The Violence of School

When we are not accepted, bodies are open to violence. Violence is thereby a symptom of anxiety for those threatened by their inadequacies of not reading others’.

-sj Miller in “A Queer Literacy Framework Promoting (A)Gender and (A)Sexuality Self-Determination and Justice”rtjrby9gc

For those of us working in K-12 education, the risk for violence to the bodies of the children in our classroom should constantly be at the forefront. K-12 education is mandatory, so whatever violence to which children are susceptible is entirely our concern and domain. Bullying is not simply a fact of life to which children should acclimate; it is a power dynamic, often physically imposed, that endangers the bodies of particular children. Bullying does not occur in a vacuum, however. In schools, we set up the social parameters. These behaviors are okay or not okay. These languages are okay or not okay. These identities or ways of being are okay or not okay. Once we have done that, established a hierarchy of social identities, bullying and other schoolyard violence will enforce those hierarchies.

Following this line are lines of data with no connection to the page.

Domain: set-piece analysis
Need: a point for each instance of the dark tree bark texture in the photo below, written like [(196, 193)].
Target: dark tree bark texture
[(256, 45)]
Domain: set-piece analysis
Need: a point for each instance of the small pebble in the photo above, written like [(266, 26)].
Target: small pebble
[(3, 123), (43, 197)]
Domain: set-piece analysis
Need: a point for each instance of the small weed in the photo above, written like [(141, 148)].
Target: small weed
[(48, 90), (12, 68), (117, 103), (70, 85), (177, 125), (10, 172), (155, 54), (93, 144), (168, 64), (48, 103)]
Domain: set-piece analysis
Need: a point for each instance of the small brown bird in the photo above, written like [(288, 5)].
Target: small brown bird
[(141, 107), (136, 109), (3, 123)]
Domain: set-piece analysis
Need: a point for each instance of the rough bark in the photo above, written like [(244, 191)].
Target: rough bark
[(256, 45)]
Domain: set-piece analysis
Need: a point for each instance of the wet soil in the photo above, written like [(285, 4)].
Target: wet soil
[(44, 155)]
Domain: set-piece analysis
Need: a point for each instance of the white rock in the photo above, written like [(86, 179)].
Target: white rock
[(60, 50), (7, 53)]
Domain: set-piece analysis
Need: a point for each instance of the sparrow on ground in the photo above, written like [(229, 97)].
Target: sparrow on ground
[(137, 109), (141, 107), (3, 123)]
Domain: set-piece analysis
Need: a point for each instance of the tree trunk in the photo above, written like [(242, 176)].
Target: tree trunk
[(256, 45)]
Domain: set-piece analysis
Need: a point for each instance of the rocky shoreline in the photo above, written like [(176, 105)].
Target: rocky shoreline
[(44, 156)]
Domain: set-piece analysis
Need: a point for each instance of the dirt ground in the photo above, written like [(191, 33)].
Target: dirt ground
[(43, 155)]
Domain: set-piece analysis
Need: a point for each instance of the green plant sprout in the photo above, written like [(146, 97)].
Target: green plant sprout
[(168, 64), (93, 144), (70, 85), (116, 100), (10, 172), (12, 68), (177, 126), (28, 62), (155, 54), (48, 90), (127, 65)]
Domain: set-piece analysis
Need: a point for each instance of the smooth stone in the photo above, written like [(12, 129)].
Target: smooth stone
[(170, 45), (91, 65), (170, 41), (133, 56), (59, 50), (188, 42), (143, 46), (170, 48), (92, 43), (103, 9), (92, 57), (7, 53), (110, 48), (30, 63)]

If we encounter violence in our schools and classrooms, our first question should be: what have we done to create the social conditions for this violence? To clarify, in what ways have our behaviors, mindsets, curricula, teaching strategies, and language indicated that we do not value (and thereby condone violence toward) a particular kind of student?

If we can ask these questions without self-defensiveness and with real inquiry into the social conditions of our schools, we will be able to identify the institutional structures that mandated the violence.

Regarding “the real world”

Sometimes adults defend violence toward children by arguing that violence in the real world will be commonplace and that we must teach them to cope with it. By making such arguments, we are perpetrating the violent structures in spaces beyond schools. We are encouraging our students not to rage against or speak against violence but to accept and condone it.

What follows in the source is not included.